Phenytoin administration only led to significant changes in plasma T4 levels at high doses, though the effect size was a lot smaller than that for PTU. Neither the plasma concentrations for T3 nor for TSH were significantly altered, which may explain the rather scarce effect on the metabolomes of the thyroid, plasma, and liver, respectively. A previous study found significantly decreased levels of T4 and increased levels of TSH in human serum samples from patients treated long-term with phenytoin [
45]. The T4 findings fit our results. However, we did not observe an increase in TSH. This could be because the other study involved human patients.
Interestingly, after the recovery phase, the metabolomes of the thyroid, liver, and plasma were generally indistinguishable from controls for both drugs tested at high and low doses, suggesting that the observed effects were reversible.
The current study provides valuable results to clarify the effects of drug-induced hypothyroidism on molecular perturbations on the metabolome in plasma, thyroid, and liver tissue in a rat model system. The data were collected using a rat model system. Even though the rat is a proven and accepted model organism, there are species-specific differences that do not allow for a one-to-one transferability of the results to humans, as already mentioned above.
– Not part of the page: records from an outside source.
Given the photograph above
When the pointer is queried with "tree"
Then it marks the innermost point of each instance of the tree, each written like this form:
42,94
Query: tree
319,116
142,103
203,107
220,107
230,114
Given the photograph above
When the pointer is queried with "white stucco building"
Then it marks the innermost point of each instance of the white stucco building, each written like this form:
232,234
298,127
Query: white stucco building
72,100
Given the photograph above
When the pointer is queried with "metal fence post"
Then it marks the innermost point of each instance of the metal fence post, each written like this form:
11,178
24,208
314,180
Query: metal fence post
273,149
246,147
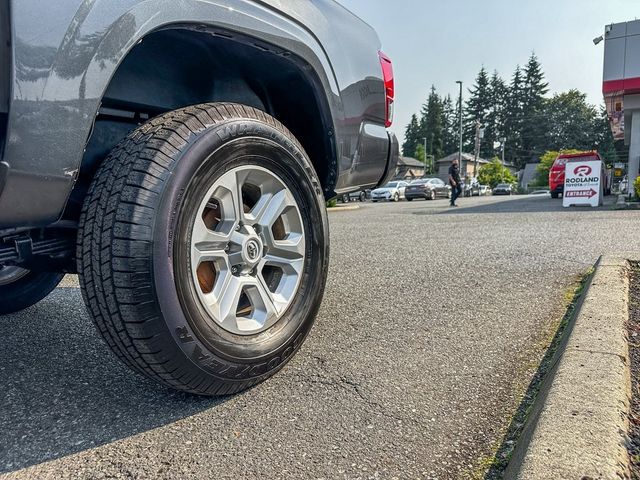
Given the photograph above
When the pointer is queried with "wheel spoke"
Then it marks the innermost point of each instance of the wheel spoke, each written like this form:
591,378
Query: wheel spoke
284,251
273,208
263,302
223,301
206,244
231,196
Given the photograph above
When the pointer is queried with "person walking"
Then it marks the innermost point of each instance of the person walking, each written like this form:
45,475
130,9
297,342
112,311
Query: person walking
454,181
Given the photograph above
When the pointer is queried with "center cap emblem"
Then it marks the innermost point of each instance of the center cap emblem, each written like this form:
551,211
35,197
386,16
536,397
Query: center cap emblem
253,250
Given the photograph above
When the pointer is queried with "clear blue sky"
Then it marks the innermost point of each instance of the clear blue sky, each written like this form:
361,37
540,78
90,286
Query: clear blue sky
439,42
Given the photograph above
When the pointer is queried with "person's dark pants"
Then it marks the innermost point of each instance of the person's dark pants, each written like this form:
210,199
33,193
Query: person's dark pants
455,193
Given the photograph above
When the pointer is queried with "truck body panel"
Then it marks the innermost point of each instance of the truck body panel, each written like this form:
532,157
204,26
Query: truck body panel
64,54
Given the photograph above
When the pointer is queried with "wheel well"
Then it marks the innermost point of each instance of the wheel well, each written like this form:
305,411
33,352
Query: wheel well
186,65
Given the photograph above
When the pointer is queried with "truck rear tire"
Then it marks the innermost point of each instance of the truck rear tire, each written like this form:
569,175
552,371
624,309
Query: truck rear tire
20,289
203,248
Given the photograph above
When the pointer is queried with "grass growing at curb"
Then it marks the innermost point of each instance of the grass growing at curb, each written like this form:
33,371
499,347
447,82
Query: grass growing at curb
492,466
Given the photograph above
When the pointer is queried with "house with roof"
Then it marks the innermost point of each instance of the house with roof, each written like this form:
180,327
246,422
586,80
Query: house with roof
409,168
467,165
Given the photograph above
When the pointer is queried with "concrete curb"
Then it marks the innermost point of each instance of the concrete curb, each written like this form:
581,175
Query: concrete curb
343,209
578,425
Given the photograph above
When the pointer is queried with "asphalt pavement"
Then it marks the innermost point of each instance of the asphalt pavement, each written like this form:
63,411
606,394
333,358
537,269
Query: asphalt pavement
433,322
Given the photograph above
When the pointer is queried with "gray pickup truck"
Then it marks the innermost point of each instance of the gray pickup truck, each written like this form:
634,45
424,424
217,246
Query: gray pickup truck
177,155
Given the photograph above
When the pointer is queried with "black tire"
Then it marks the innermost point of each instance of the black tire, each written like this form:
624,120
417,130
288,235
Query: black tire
27,290
132,254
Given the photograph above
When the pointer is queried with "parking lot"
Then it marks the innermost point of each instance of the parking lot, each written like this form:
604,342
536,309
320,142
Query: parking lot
433,322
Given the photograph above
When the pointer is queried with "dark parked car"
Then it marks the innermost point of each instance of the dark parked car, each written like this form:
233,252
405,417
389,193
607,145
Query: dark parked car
178,156
427,189
472,188
357,196
503,189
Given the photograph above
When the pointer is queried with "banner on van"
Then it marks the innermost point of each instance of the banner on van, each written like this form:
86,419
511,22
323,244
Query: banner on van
583,184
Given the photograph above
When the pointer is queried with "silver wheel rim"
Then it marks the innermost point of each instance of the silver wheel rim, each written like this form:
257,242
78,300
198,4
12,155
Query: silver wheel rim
247,250
11,274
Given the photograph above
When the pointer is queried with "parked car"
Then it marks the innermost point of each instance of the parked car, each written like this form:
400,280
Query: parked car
472,188
485,190
357,196
503,189
427,189
391,192
178,157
The study did not measure the internal exposure levels of the two drugs, though estimates were made based on the calculated drug intake by rats. The tissue metabolome was measured using the MxP Quant 500 kit. However, there is no previous evidence to support the use of this kit on tissue samples, despite the manufacturer’s claim that it is suitable for serum, plasma, urine, and feces. The presented study focuses solely on a metabolomics-based view and given the surprisingly marginal effects that have been observed in most treatment groups, we assume that an additional transcriptomics or proteomics layer would enhance the study, i.e., to evaluate any adaptation in gene expression or protein abundance to counter any metabolic changes from the drugs. The investigation of metabolic fluxes might also be highly beneficial in order to analyze how these drugs affect metabolite turnover rates. This could be performed using stable isotopically labeled substrates to follow fluxes, though this would be expensive to set up in a rat model.